CLOUDY WITH A CHANCE OF MEATBALLS
Cloudy With a Chance of Meatballs is based on a popular childrens book by husband and wife writing/illustrating team Judi and Ron Barrett. The book was originally published in 1978 and has become a minor classic. The Barretts also produced a sequel Pickles to Pittsburgh (1997). The book is substantially different to the film, especially in that all of the central characters in the film do not exist. The book is largely a story being told by a grandfather to his two children about the town of Chewandswallow where it always rains food. The story is not much more than a description of the various food types that fall there. The film has extruded that back to tell an origin story of how such weather came about.
Cloudy With a Chance of Meatballs is the most fun one has had in a childrens animated film in some time. Even more so than the book, the film is a work of delirious absurdism that delights in the sheer nonsensical visions of food items falling from the sky denizens of the town have snowball fights and go skiing amid a town that has turned into a giant-sized valley of ice cream; Flint creates a palace of jelly for Sam where the two of them have delight bouncing off the walls, visiting wobbling recreations of famous works of art and diving into a pool to hang there suspended like flies in amber; the townspeople head out to sea aboard a flotilla of toasted sandwiches boats to escape the storm; the Eiffel Tower is impaled as a giant-sized BLT. The film becomes even more demented when Flint and co set out in his flying car to turn the machine off where they are waylaid by flying pieces of pizza in a dogfight; where a river of hot cooking oil becomes the equivalent of a river of lava in an adventure film; where they use marshmallows as torches to light their way; of ambulatory and dancing fried chickens; and a climactic attack by killer gummy bears (which the monkey disposes of by eating them because they are its favourites).
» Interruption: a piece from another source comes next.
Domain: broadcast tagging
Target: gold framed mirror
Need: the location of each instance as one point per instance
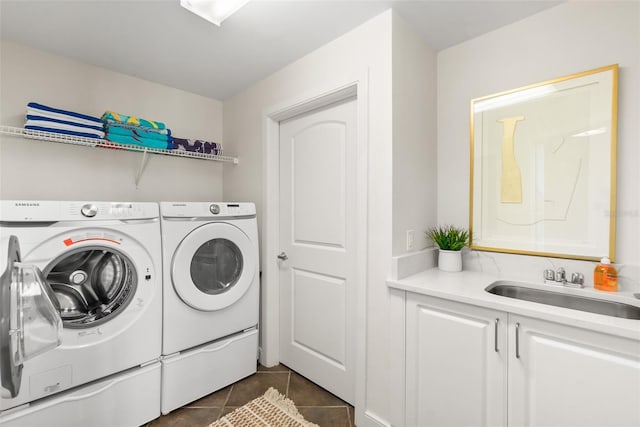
(543, 168)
As with much animation being produced at the moment, Cloudy With a Chance of Meatballs premiered in the Real-D 3-D process. Visually, it has a giddy effervescence that suggests it is in 3-D even when the film is being watched flat. Even though Lord and Miller adopt a traditional squash and stretch stylism for their characters, a huge degree of detail has gone into the background. The film has an enormously endearing sense of humour most humour in animated/family films is so facile and cutsie or forcedly trying to be funny that I immediately switch off. Here through there are a considerable number of genuine laughs to be found be it Flint getting Sams foot in his eye as she sits on the edge of the pier, in watching Mr Lockwoods eyebrows or his attempts to use the computer. It is a film that works just as enjoyably for adults as it does the intended kid audience.
Cloudy With a Chance of Meatballs 2 (2013) was a sequel.